Procurador Nicolau Libório(AM)

Nas paredes do seu restaurante, localizado na rua Borba, entre as ruas Manicoré e Itacoatiara, no bairro de Cachoeirinha, onde já funcionou a Sapataria Botafogo, estavam as marcas de um passado glorioso. Com destaque uma foto do time do Nacional, campeão de 1957, que venceu o Fast na final por 3 a 2, com Ribamar, Boanerges e Sampaio; Martins, Toscano e Agostinho; Assis, Dadá, Português, Zizico e Said. Com a experiência de quem tem muitas histórias para contar, Português tem motivo para sentir orgulho de haver contribuído para aumentar a coleção de títulos do Nacional Futebol Clube.

O campeonato de 1957 foi marcado por fortes emoções. Na decisão contra o Fast, no Parque Amazonense, o Nacional vencia o jogo por 3 a 2. Nas arquibancadas, a torcida do Naça comemorava mais um título, gritando: “é campeão, é campeão !”. Mas o juiz da partida resolveu dar maior dramaticidade ao espetáculo, marcando um pênalti aos 45 minutos do segundo tempo a favor do Fast, que jogava pelo empate. Foi um deus-nos-acuda. Boca Cheia foi encarregado de bater a penalidade. Bola na marca da cal, o atacante tricolor tomou uma certa distância, mas ao correr para executar o tiro contra o gol de Ribamar foi atingido nos olhos por uma porção de areia arremessada pelo volante Toscano. A bola foi chutada para fora e o tempo fechou. Brigou todo mundo, inclusive os torcedores, mas o Nacional levou a taça para a rua Saldanha Marinho.

O futebol de Carlos Alberto Souza Abreu nunca entusiasmou o comerciante português Gualberto Abreu, que tinha muitos planos para o filho.
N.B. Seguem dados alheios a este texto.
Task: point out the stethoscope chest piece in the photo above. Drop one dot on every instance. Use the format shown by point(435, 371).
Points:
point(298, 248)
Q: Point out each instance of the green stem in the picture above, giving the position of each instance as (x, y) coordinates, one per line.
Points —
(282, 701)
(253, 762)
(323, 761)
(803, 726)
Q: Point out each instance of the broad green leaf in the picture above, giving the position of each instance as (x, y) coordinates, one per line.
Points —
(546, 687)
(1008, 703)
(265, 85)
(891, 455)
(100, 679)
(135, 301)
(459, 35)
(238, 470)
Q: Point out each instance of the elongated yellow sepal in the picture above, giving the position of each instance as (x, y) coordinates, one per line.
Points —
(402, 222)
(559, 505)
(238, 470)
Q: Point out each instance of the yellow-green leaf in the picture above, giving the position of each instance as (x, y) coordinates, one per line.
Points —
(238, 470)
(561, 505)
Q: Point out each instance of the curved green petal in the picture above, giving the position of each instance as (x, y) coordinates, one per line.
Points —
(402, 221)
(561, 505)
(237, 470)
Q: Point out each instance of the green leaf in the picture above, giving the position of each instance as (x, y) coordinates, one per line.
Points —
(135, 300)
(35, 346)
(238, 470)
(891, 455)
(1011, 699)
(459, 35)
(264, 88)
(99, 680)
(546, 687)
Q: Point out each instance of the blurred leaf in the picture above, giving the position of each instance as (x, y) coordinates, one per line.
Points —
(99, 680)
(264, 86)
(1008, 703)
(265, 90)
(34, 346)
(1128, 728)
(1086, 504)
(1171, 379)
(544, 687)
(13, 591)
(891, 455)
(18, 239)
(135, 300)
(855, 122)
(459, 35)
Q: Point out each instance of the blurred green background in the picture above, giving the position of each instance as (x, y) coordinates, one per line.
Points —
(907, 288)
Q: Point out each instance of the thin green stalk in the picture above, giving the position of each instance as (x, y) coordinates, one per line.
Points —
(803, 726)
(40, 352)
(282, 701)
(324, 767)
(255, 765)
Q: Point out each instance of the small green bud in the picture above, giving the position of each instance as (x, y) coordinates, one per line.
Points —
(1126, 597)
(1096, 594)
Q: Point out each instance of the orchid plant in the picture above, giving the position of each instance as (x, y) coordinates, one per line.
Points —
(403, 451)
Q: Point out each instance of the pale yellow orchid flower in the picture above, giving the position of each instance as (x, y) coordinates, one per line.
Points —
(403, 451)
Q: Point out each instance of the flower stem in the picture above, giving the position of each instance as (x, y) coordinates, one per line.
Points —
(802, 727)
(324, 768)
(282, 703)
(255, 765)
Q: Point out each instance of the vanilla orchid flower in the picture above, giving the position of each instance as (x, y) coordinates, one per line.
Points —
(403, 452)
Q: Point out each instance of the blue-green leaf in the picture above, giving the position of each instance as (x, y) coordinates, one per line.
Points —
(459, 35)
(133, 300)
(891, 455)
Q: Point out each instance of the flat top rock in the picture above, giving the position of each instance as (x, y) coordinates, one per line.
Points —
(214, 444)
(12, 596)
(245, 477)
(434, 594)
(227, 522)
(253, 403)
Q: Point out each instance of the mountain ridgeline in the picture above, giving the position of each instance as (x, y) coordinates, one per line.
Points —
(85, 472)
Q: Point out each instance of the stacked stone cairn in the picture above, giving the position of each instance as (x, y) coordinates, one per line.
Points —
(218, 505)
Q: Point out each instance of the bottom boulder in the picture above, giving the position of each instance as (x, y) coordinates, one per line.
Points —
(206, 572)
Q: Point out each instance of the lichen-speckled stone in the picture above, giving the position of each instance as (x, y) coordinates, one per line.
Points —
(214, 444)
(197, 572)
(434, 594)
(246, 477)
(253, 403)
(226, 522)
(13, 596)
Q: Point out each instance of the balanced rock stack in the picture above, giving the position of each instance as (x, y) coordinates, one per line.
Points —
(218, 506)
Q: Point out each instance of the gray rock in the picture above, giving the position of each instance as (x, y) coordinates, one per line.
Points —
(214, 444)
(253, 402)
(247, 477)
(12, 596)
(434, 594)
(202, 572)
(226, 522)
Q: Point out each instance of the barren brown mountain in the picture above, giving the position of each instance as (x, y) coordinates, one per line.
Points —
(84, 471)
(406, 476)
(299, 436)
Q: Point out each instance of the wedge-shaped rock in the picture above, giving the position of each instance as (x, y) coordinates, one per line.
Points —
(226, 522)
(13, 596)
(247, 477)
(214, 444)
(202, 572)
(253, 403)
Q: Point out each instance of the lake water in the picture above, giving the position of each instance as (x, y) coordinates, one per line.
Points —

Por isso, o centroavante de toque refinado vivia um dilema. O que fazer: abandonar o futebol, sua grande paixão, ou continuar marcando belos gols. E foi numa chuvosa manhã de um distante sábado, de poucos clientes na Sapataria Botafogo, localizada na rua Henrique Martins, que Português passou a refletir sobre as constantes cobranças do pai. Sabia que se os conselhos de sêo Abreu eram importantes, jamais poderia admitir a hipótese de faltar à decisão do campeonato. Tomou a atitude mais inteligente. Foi ao Parque Amazonense, marcou um gol, ajudou o seu querido Nacional a ganhar o último título amador e depois abandonou os gramados.

O último campeonato amador foi disputado no encharcado gramado do velho Parque Amazonense, no dia 22 de fevereiro de 1964, com José Pereira Serra no apito. O goleiro Marialvo e o zagueiro João Tavares eram as grandes estrelas do América. Mas segurar o time do Naça não era tarefa fácil. No final, o Nacional comprovou a sua competência, vencendo por três a zero, com gols de Hugo, Português e Pepeta. Zé Maria, Boanerges e Jonas; Sula, Jaime Basílio e Vanderlan; Hugo, Fredoca, Português, Dermilson e Pepeta saíram de campo com as faixas de campeão de 1963.

Português queria sair de cena como um atleta vitorioso. Quando chegou ao Parque Amazonense para jogar a partida do adeus, um par de chuteiras debaixo do braço, tomou conhecimento que ficaria na reserva. Sabá Burro Preto seria o titular. Mas Sabá não estava nada disposto a entrar naquela fogueira e, por isso, resolveu propor um acordo. Alegando indisposição, pretendia entrar apenas no segundo tempo. Mas com a atuação exuberante de Português, que estava ganhando o duelo com excelente zagueiro João Tavares, Sabá teve que assistir todo o jogo ao lado dos demais reservas.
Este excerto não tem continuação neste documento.